Someone is out to kill Madeline Westfield, and she has no idea why. It’s only when the killer starts targeting Maddy’s ex-husband as well that the team turns its focus from whether her ex can’t let her go to who the star surgeon and the E.R. nurse might have pissed off so much that murdering them both is the only answer.

As the team investigates both Conrad and Madeline Westfield, and peers into the lives of every person at Manhattan Memorial Hospital who is even remotely near Conrad’s and Maddy’s orbit. While the team looks into the hospital’s potential merger and the family of a surgical patient Conrad lost on the table, the motive and the killer turns out to be hiding in plain sight.

Escape Rating A: The Silence That Speaks was exactly the book I was looking for over the weekend. As much as I usually find romances marvelously distracting, this was a weekend where I wanted a book I could really sink my teeth into, and this series always fills the bill. And there’s a bit of romance just for fun.

This series works for me because I like the team so much. All of the team members have very distinctive personalities (including the dog Hero!) and they mesh well. They are also very good at challenging each other when they need it, and that gives their interactions much more depth.

A lot of that challenge at the beginning is between Marc and Casey. Casey needs Marc to be his stoic and unemotional self. His very Spock-like detachment, as well as his abilities to knock out their adversaries, are a big part of what he brings to the team. Marc’s detachment is gone when it comes to Maddy, but it takes him a while to admit it. Once he does, he and Casey have some very tense moments around whether he can be emotionally involved and still do his job and protect the client. And be smart about it.

Emma is a tremendous asset to the team. Not just because she is still unknown and able to go undercover into the hospital as a candy-striper, but because she has the skills to pull off the kind of con they need while she’s there. And swipe a security badge. She’d be a terrible foe if she were on the side of evil, but on the side of the usually righteous, she’s a hoot.
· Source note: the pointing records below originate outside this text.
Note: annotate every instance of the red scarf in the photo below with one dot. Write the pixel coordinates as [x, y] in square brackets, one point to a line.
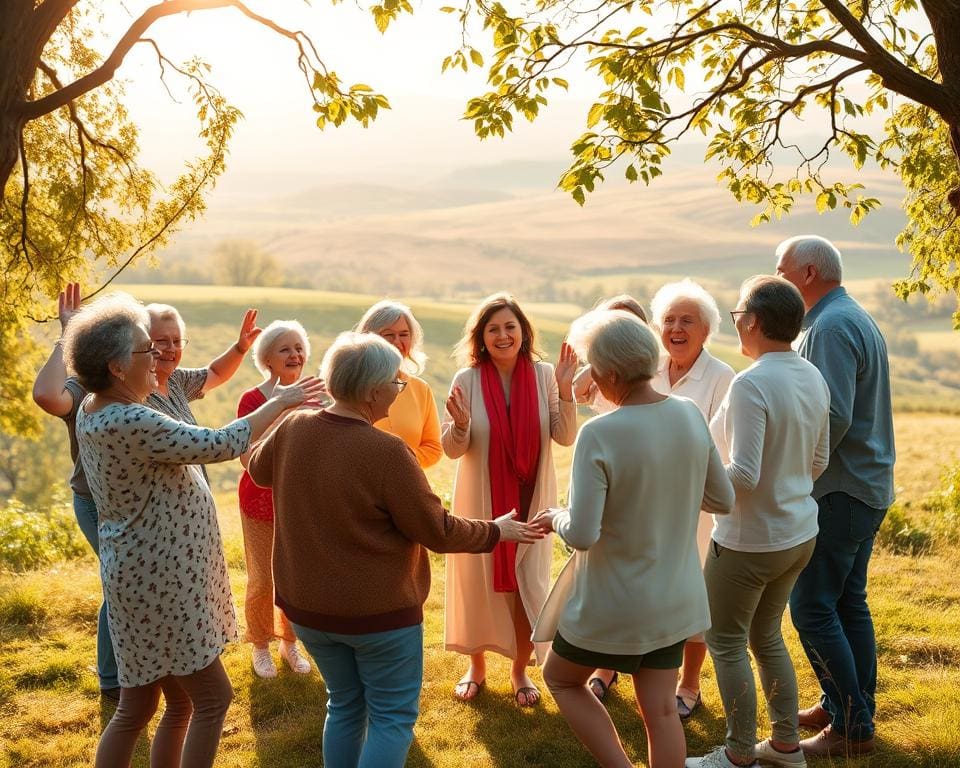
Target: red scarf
[514, 454]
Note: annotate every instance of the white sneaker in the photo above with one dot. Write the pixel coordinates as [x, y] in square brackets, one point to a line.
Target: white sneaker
[263, 663]
[767, 754]
[296, 662]
[716, 759]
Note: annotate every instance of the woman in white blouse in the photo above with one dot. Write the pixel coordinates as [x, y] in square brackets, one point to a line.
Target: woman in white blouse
[773, 431]
[634, 592]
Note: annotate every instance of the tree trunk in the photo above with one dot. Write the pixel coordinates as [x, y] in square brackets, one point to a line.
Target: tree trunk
[15, 41]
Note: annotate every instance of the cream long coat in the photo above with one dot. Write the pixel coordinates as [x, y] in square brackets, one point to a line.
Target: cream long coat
[477, 618]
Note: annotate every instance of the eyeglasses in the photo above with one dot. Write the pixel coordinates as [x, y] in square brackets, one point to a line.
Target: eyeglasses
[168, 344]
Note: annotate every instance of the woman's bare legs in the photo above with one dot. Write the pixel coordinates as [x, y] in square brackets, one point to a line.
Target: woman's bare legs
[518, 670]
[584, 713]
[694, 654]
[656, 697]
[476, 673]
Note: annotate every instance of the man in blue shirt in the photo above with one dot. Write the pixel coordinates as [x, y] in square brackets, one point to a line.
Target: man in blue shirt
[829, 601]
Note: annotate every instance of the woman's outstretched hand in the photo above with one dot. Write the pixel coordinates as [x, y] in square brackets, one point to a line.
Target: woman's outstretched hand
[512, 529]
[458, 409]
[565, 371]
[544, 519]
[302, 390]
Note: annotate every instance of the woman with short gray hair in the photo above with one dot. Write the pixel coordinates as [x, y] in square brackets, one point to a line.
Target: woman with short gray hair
[280, 354]
[632, 519]
[413, 415]
[687, 317]
[773, 434]
[161, 558]
[355, 516]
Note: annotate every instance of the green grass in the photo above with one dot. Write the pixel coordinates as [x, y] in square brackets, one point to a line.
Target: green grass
[50, 714]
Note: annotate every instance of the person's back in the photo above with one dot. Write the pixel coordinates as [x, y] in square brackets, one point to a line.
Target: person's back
[635, 504]
[771, 431]
[844, 343]
[351, 508]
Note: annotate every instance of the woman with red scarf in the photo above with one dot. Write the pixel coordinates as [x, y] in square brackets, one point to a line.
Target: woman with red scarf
[502, 412]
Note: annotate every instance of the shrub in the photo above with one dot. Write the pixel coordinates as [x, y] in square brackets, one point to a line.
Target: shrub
[898, 534]
[32, 537]
[21, 608]
[944, 504]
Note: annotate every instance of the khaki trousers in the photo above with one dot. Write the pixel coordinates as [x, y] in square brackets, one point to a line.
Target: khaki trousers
[748, 593]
The case itself is deliciously convoluted. The potential scenario is constantly changing, as the team goes from the extremely obvious (it’s usually the spouse or ex-spouse) to follow the money to the one they missed until almost the very end, cherchez la femme. What adds to the number of red herrings in the barrel is that there are so many femmes to cherchez. The original victim liked chasing women, and then paying them off at the end of his affairs. When the team finally focuses on the dead surgical patient and not the surgery itself, things start racing towards the finish.

And as they race, the readers are desperately following along, hoping that the team will figure out the final pieces before the killer claims a final victim. I couldn’t put this book down all day. I just had to see it through to the end.

If you enjoy fast-paced thrillers with real people dealing with interesting relationships while chasing complicated baddies, the Forensic Institute team is an absolutely fantastic way to lose a weekend. Start with The Girl Who Disappeared Twice and enjoy!